En termes de libertés publiques, la Birmanie a fait un bon gigantesque. De plus mauvais élève de l’ASEAN (l’Association des Nations de l’Asie du sud-est), la Birmanie est en passe de devenir un modèle pour ses voisins.

Malheureusement, le changement ne bénéficie pour l’instant, il faut bien le dire, qu’à une minorité, les plus riches et la classe moyenne, dans les plus grandes villes du pays. Pour l’immense majorité des Birmans, pauvres des villes et les 70% de paysans que compte le pays, la vie reste toujours aussi difficile. Malgré tout, on voit bien que l’économie se développe assez vite : les rues de Yangon et de Mandalay se congestionnent de voitures, les magasins regorgent de téléviseurs, frigos, fours micro-ondes qui s’écoulent visiblement très bien, et les supermarchés fleurissent à vue d’œil, où l’on trouve jusqu’à notre chère vache qui rit. Comme dans les autres pays en voie de développement, les inégalités se creusent.

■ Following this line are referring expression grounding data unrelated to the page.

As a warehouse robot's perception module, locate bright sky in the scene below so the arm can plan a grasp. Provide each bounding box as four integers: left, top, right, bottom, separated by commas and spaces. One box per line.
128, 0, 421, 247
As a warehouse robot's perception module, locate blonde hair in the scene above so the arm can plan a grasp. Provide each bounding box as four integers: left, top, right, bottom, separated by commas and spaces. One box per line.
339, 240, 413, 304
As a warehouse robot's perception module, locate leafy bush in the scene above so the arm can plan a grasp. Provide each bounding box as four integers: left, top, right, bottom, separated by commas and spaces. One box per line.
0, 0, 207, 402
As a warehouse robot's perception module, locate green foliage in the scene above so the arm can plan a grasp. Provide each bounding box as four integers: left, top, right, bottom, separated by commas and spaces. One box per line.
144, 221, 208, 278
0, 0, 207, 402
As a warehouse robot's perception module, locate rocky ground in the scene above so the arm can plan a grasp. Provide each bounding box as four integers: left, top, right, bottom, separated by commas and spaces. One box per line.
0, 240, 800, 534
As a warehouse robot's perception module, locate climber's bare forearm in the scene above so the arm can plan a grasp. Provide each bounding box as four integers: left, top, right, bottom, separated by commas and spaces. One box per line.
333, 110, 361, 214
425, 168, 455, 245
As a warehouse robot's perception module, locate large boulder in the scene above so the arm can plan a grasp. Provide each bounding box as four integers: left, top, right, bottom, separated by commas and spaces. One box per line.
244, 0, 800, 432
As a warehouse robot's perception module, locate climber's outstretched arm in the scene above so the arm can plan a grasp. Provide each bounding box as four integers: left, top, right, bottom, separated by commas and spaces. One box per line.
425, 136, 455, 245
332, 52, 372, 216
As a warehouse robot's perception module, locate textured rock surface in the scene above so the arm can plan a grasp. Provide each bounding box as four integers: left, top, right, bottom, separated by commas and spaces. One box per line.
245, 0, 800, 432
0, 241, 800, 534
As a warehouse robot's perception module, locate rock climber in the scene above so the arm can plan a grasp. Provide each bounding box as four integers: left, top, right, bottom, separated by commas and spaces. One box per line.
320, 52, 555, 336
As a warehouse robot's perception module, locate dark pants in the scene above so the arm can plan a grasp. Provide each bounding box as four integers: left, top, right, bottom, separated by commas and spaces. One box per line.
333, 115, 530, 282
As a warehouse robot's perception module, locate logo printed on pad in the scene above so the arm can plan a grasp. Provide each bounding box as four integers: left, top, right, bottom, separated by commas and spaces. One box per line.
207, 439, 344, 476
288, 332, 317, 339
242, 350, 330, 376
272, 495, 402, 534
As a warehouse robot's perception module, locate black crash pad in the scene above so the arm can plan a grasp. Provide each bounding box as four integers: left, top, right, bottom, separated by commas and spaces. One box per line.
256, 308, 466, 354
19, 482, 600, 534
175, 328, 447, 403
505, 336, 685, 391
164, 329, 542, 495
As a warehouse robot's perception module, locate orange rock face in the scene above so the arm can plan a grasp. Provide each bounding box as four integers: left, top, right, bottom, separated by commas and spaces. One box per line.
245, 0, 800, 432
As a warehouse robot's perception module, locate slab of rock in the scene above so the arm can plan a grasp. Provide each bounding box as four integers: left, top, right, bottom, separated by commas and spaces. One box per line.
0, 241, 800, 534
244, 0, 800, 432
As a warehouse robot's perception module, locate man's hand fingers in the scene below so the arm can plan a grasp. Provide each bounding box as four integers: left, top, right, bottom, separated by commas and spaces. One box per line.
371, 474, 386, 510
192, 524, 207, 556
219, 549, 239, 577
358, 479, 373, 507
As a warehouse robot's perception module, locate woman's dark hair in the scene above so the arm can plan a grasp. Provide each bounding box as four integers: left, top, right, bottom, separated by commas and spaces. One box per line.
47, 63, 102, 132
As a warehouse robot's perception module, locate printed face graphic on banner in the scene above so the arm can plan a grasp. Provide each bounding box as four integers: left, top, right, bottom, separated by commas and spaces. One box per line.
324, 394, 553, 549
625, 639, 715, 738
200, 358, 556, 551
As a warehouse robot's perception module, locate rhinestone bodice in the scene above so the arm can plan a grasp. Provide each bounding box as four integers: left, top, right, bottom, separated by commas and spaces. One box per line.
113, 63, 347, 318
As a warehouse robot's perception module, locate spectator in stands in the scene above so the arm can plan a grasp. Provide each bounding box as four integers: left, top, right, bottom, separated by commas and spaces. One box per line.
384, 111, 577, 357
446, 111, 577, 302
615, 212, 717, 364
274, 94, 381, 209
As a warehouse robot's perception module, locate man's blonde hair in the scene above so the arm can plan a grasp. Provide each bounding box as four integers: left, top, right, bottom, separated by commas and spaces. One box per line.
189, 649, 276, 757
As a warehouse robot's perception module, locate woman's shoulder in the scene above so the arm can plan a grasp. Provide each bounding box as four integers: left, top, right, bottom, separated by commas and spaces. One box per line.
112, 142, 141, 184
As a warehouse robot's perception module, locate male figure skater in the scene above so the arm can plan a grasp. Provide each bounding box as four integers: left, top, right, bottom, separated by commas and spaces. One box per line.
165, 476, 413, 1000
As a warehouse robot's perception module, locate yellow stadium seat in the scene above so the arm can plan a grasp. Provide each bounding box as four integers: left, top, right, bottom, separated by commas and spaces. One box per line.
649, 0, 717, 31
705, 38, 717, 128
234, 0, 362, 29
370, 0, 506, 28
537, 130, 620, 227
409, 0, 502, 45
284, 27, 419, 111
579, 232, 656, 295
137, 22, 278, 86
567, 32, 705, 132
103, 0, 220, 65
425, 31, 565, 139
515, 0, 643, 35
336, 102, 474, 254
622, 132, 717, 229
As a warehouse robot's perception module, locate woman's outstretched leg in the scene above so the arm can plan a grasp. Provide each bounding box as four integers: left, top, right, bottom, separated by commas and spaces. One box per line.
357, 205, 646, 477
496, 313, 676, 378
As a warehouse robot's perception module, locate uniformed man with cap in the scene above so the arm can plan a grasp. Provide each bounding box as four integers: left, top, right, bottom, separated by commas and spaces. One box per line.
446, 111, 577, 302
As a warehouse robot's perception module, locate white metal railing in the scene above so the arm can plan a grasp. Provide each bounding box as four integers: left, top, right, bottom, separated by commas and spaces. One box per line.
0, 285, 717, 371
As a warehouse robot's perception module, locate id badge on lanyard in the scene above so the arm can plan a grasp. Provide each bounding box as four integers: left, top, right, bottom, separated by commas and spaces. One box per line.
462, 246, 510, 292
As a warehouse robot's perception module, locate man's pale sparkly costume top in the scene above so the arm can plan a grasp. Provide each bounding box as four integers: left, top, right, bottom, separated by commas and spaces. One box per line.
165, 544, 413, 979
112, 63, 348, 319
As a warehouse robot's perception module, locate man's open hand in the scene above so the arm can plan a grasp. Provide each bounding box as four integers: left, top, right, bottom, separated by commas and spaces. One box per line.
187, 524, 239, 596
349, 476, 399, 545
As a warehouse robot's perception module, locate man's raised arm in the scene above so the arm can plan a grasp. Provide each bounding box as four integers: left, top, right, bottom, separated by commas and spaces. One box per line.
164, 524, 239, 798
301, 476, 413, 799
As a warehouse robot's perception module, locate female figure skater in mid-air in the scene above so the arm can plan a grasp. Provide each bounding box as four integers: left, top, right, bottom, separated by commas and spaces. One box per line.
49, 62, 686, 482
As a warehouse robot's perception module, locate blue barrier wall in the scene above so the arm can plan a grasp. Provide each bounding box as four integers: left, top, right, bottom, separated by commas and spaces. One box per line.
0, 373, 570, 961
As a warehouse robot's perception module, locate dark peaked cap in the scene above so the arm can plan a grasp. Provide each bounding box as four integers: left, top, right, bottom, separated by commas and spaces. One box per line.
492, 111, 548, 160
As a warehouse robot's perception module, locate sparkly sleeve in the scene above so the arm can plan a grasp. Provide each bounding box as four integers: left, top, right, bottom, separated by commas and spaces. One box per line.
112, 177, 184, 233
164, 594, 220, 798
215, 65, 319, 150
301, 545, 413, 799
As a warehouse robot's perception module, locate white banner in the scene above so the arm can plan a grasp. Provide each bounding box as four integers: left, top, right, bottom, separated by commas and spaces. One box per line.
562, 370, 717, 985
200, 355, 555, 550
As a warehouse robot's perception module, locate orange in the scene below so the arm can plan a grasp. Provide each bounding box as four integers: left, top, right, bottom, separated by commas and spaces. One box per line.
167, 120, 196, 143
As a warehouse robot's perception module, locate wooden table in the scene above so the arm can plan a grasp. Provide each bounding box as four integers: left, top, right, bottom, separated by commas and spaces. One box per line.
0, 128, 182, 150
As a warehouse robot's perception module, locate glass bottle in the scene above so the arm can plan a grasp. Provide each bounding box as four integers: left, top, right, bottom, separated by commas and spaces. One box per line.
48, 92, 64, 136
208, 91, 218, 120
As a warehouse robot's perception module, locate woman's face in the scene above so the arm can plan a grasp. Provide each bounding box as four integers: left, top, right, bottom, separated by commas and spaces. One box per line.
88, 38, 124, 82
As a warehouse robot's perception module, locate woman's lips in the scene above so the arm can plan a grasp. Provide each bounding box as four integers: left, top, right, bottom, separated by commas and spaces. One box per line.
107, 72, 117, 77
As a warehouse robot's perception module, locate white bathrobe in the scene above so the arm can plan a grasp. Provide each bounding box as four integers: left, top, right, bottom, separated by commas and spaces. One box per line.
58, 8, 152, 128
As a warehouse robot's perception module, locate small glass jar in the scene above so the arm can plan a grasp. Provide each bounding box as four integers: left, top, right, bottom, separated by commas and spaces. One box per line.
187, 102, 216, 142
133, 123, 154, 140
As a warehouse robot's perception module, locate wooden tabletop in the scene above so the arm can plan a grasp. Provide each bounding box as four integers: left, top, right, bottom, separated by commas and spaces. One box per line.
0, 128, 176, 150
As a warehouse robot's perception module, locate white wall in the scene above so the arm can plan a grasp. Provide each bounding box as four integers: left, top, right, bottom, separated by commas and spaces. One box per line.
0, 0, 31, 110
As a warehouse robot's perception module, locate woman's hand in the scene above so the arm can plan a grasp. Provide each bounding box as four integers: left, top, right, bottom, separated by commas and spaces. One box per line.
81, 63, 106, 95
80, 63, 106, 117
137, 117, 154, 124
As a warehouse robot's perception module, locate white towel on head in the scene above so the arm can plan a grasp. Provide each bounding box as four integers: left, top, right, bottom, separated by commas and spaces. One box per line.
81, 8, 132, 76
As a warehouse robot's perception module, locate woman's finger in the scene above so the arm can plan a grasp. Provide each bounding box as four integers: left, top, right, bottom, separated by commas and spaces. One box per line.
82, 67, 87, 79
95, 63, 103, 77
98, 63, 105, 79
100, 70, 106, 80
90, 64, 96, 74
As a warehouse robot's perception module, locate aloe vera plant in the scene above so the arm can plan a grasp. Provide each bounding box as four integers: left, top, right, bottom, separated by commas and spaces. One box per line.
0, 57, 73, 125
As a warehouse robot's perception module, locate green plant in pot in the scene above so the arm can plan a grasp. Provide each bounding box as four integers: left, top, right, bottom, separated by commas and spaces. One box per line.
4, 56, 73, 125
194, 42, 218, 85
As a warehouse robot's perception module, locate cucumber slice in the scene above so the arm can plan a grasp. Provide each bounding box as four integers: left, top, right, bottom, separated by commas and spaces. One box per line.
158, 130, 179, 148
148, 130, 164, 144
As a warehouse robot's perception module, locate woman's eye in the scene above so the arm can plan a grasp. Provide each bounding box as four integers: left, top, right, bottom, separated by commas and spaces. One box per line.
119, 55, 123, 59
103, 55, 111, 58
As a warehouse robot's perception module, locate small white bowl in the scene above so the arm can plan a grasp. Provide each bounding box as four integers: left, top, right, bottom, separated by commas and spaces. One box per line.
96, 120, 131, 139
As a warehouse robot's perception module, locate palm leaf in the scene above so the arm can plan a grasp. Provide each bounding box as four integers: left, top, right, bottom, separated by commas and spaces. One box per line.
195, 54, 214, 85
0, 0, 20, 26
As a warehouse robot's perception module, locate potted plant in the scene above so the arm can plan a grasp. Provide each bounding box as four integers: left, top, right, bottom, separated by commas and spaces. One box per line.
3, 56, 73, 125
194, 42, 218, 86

Pour ce qui est de l’Arakan (ou Etat Rakhine), la réalité est que les membres de la NLD sont des Birmans comme les autres et que, comme les autres, ils font montre, à l’égard des Rohingyas, d’un racisme sans nom. Il était d’ailleurs intéressant, même si fort triste, de constater le décalage entre les Birmans, journalistes, membres de l’opposition, membres d’ONG, salariés des Nations unies, même, et leurs interlocuteurs étrangers. Pour autant, de nouvelles forces sont apparues. La société civile a pris une place importante dans un système où les ponts entre le gouvernement et les autres composantes de la société sont nombreux. De façon directe, certains des membres de la troisième force sont devenus des conseillers très influents, qui entourent le président Thein Sein et ses plus proches ministres. Et n’oublions pas tout de même qu’une douzaine de partis démocrates sont apparus en 2010, et qu’ils sont présents, et actifs, dans les différents parlements.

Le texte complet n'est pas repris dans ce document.